I'm hoping it might be useful to some!

I'm really big into ambient sounds when working (e.g. listening to sounds of
cafés / rain / etc) and I find that they help me focus, since they don't
distract me as much as music. I typically use a number of sites (e.g.
coffitivity, brainfm) or find a youtube playlist. Though, I thought this
experience could be improved upon + I wanted to learn how to make a Chrome
extension, so I made this.

If you have a moment to try it out, I'd love some feedback! Do you see it
being helpful?
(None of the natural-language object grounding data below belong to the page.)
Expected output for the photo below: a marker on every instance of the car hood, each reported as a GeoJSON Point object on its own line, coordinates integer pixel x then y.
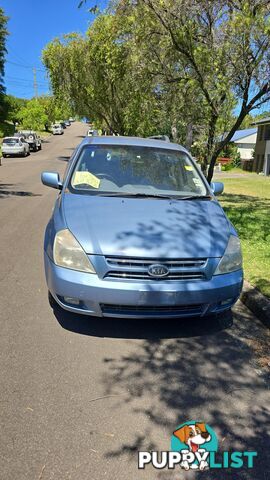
{"type": "Point", "coordinates": [147, 227]}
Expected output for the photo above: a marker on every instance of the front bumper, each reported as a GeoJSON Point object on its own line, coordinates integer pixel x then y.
{"type": "Point", "coordinates": [141, 299]}
{"type": "Point", "coordinates": [13, 151]}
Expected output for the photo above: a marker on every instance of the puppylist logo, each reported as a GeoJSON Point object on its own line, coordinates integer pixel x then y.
{"type": "Point", "coordinates": [194, 446]}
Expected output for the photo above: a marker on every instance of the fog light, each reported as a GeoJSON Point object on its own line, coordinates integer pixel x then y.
{"type": "Point", "coordinates": [226, 302]}
{"type": "Point", "coordinates": [72, 301]}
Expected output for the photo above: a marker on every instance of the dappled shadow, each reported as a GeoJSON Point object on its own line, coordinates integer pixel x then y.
{"type": "Point", "coordinates": [142, 328]}
{"type": "Point", "coordinates": [214, 378]}
{"type": "Point", "coordinates": [6, 192]}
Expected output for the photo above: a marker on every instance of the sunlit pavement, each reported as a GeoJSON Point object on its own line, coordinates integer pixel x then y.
{"type": "Point", "coordinates": [80, 396]}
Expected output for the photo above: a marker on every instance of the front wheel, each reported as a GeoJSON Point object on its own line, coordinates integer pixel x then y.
{"type": "Point", "coordinates": [52, 302]}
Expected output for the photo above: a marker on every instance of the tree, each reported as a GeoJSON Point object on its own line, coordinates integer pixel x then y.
{"type": "Point", "coordinates": [3, 36]}
{"type": "Point", "coordinates": [221, 46]}
{"type": "Point", "coordinates": [33, 115]}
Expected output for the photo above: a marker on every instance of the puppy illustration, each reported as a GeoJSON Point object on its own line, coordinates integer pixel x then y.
{"type": "Point", "coordinates": [194, 436]}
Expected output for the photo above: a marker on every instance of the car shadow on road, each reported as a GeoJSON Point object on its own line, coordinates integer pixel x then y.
{"type": "Point", "coordinates": [142, 328]}
{"type": "Point", "coordinates": [63, 158]}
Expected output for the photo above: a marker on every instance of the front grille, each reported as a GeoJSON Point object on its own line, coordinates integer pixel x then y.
{"type": "Point", "coordinates": [137, 269]}
{"type": "Point", "coordinates": [146, 311]}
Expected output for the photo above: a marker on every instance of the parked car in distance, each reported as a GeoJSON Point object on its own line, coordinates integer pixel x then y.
{"type": "Point", "coordinates": [165, 138]}
{"type": "Point", "coordinates": [33, 140]}
{"type": "Point", "coordinates": [15, 146]}
{"type": "Point", "coordinates": [139, 233]}
{"type": "Point", "coordinates": [57, 129]}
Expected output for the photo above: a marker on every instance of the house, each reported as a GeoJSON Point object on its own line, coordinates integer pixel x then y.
{"type": "Point", "coordinates": [245, 140]}
{"type": "Point", "coordinates": [262, 149]}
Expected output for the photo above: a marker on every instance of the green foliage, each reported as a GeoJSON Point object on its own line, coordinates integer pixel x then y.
{"type": "Point", "coordinates": [176, 67]}
{"type": "Point", "coordinates": [6, 129]}
{"type": "Point", "coordinates": [246, 201]}
{"type": "Point", "coordinates": [14, 106]}
{"type": "Point", "coordinates": [227, 167]}
{"type": "Point", "coordinates": [33, 116]}
{"type": "Point", "coordinates": [3, 36]}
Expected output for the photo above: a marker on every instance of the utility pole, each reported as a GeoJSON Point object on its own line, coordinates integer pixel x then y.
{"type": "Point", "coordinates": [35, 81]}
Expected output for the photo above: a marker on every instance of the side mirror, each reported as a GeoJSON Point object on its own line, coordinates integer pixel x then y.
{"type": "Point", "coordinates": [217, 188]}
{"type": "Point", "coordinates": [51, 179]}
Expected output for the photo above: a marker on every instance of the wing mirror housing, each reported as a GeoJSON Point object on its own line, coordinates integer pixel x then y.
{"type": "Point", "coordinates": [217, 188]}
{"type": "Point", "coordinates": [51, 179]}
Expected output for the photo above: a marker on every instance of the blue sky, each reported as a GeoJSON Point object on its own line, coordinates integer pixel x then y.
{"type": "Point", "coordinates": [32, 24]}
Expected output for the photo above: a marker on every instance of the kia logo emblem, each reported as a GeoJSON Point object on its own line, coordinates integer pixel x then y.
{"type": "Point", "coordinates": [158, 271]}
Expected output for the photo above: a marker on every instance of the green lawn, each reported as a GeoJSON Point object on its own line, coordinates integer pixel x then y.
{"type": "Point", "coordinates": [246, 201]}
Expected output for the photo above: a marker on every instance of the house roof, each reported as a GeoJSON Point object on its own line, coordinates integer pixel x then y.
{"type": "Point", "coordinates": [262, 121]}
{"type": "Point", "coordinates": [243, 133]}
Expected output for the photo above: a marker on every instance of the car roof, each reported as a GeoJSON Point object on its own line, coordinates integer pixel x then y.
{"type": "Point", "coordinates": [131, 141]}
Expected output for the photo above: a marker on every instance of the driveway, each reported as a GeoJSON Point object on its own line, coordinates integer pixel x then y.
{"type": "Point", "coordinates": [80, 396]}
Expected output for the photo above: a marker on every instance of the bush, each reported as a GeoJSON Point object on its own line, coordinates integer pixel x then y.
{"type": "Point", "coordinates": [227, 167]}
{"type": "Point", "coordinates": [6, 129]}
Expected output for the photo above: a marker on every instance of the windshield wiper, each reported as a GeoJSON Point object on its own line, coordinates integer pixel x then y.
{"type": "Point", "coordinates": [195, 197]}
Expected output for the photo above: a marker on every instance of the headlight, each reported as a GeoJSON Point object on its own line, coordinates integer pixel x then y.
{"type": "Point", "coordinates": [232, 258]}
{"type": "Point", "coordinates": [68, 253]}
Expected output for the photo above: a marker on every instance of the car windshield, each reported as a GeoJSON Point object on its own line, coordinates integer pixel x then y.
{"type": "Point", "coordinates": [136, 170]}
{"type": "Point", "coordinates": [11, 141]}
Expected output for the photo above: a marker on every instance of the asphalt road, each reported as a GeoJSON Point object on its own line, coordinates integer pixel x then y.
{"type": "Point", "coordinates": [80, 396]}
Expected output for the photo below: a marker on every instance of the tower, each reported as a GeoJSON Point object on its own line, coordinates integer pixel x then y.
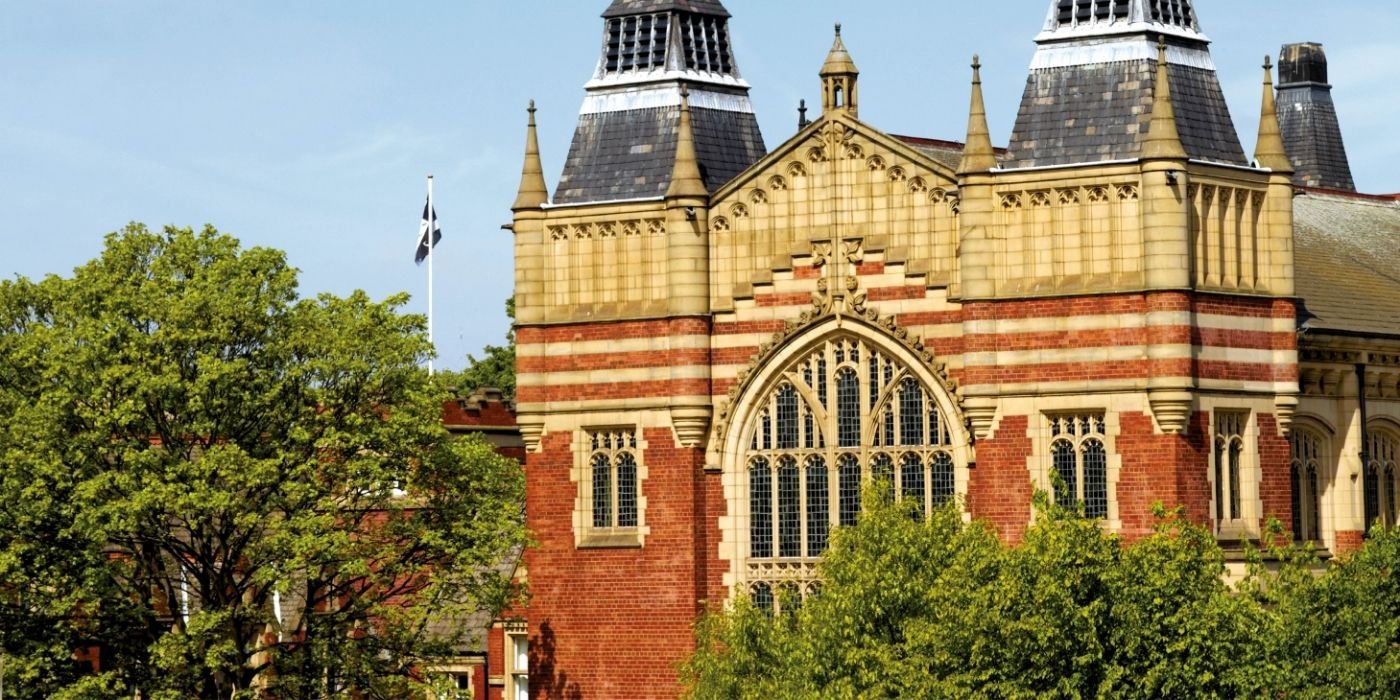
{"type": "Point", "coordinates": [1092, 77]}
{"type": "Point", "coordinates": [626, 137]}
{"type": "Point", "coordinates": [1308, 119]}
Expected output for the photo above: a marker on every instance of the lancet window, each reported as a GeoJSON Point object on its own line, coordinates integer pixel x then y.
{"type": "Point", "coordinates": [1305, 476]}
{"type": "Point", "coordinates": [1081, 461]}
{"type": "Point", "coordinates": [1379, 479]}
{"type": "Point", "coordinates": [613, 479]}
{"type": "Point", "coordinates": [1229, 454]}
{"type": "Point", "coordinates": [839, 417]}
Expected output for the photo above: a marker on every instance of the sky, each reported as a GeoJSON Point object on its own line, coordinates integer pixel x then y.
{"type": "Point", "coordinates": [311, 125]}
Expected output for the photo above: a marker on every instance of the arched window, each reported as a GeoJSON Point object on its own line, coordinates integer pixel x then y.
{"type": "Point", "coordinates": [1229, 451]}
{"type": "Point", "coordinates": [613, 479]}
{"type": "Point", "coordinates": [1081, 461]}
{"type": "Point", "coordinates": [1305, 480]}
{"type": "Point", "coordinates": [836, 419]}
{"type": "Point", "coordinates": [1379, 479]}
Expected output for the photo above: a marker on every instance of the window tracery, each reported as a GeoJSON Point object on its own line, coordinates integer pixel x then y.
{"type": "Point", "coordinates": [839, 416]}
{"type": "Point", "coordinates": [1305, 478]}
{"type": "Point", "coordinates": [1229, 454]}
{"type": "Point", "coordinates": [1080, 458]}
{"type": "Point", "coordinates": [1379, 479]}
{"type": "Point", "coordinates": [612, 494]}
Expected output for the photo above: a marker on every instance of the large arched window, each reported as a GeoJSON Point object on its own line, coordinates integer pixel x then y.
{"type": "Point", "coordinates": [1379, 479]}
{"type": "Point", "coordinates": [837, 417]}
{"type": "Point", "coordinates": [1229, 454]}
{"type": "Point", "coordinates": [1305, 476]}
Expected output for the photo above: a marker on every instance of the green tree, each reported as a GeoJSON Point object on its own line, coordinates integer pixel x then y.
{"type": "Point", "coordinates": [494, 368]}
{"type": "Point", "coordinates": [940, 608]}
{"type": "Point", "coordinates": [184, 444]}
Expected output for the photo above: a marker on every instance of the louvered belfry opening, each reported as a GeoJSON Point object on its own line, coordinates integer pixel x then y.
{"type": "Point", "coordinates": [637, 42]}
{"type": "Point", "coordinates": [1084, 11]}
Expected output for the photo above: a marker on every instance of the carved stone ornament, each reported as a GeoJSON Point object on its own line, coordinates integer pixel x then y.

What's it missing?

This was meant to be a small project to get a bit of a break and scratch my
itch to design/code something, but I ended up getting really into it and can
see this growing into something bigger (e.g. a productivity suite of tools) -
any ideas on where I could take this would be awesome too!

P.S. made a quick landing page that has more details too - feel free to have a
look here: [https://rofocus.com](https://rofocus.com)

Thanks!

------
pandatrends
This is cool. Have you checked out Brain.fm?

------
taigeair
That's cool! Thanks for sharing